Lebanon: Parliament gives confidence to the new Mikati government
On Monday, the National Assembly of Lebanon, the single-chamber parliament, voted the trust to the new government (with 85 votes out of 100) led by Prime Minister Najib Mikati, considered the richest man in the country.
Lebanese President Michel Aoun commissioned Mikati to form a new government in July of this year, reaching an agreement on its composition ten days ago. One hundred out of possible 117 MPs attended Monday’s session, which lasted over eight hours. Among those absent was former Prime Minister Saad Hariri, head of the Future Movement. Lebanon has 128 parliamentarians, but eight have resigned, and three deceased have not yet been replaced.

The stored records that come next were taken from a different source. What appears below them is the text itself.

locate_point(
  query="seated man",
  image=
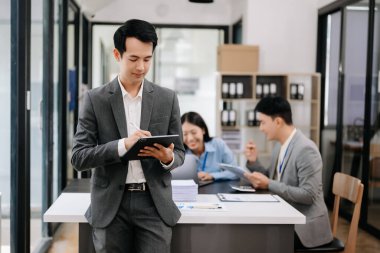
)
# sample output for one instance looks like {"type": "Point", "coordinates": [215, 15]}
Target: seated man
{"type": "Point", "coordinates": [295, 173]}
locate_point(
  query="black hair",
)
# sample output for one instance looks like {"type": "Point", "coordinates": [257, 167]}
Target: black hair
{"type": "Point", "coordinates": [196, 119]}
{"type": "Point", "coordinates": [139, 29]}
{"type": "Point", "coordinates": [275, 107]}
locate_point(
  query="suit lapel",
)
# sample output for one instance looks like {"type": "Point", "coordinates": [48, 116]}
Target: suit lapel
{"type": "Point", "coordinates": [288, 153]}
{"type": "Point", "coordinates": [117, 105]}
{"type": "Point", "coordinates": [146, 105]}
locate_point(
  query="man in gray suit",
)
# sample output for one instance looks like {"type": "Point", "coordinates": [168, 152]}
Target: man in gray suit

Mikati and his new government met with lawmakers at the UNESCO Building, the makeshift parliament building in Beirut. The session started almost an hour later than expected due to the power outages that routinely plague the Land of Cedars. For nearly a year, Lebanon had been led by a provisional government with limited powers, given the failures of previous attempts to form an executive. The new government will have the task of addressing the severe political, social, and economic crisis the country is experiencing, especially after the terrible explosion that destroyed part of the port of the capital Beirut. According to the United Nations, three-quarters of the Lebanese population lives in poverty, and the World Bank said the Lebanon crisis is one of the three worst in the past 150 years.
Prime Minister Mikati promised to lift the country out of the economic crisis, obtaining substantial aid thanks to the resumption of the negotiation with the International Monetary Fund (IMF) and making a series of economic, political, and social reforms. Several experts said they were sceptical of the success of his proposals, which appear to be buffer measures rather than sustainable and long-term solutions. Before yesterday’s vote, the multibillion-dollar prime minister presented his government’s nine-page political statement to lawmakers.
He promised that his 24-minister government would implement a series of economic and structural reforms and pledged to tackle chronic power outages, lack of food, fuel, and medicine shortages, fight rampant corruption, and end spending public wasteful. The Parliament speaker Nabih Berri asked Mikati not to read the entire statement, fearing that the electricity might go out again before the session end. The United Nations recently estimated that nearly three-quarters of the Lebanese population lives in poverty. The World Bank has warned that the country’s economic crisis is one of the three worst the world has seen in the past 150 years.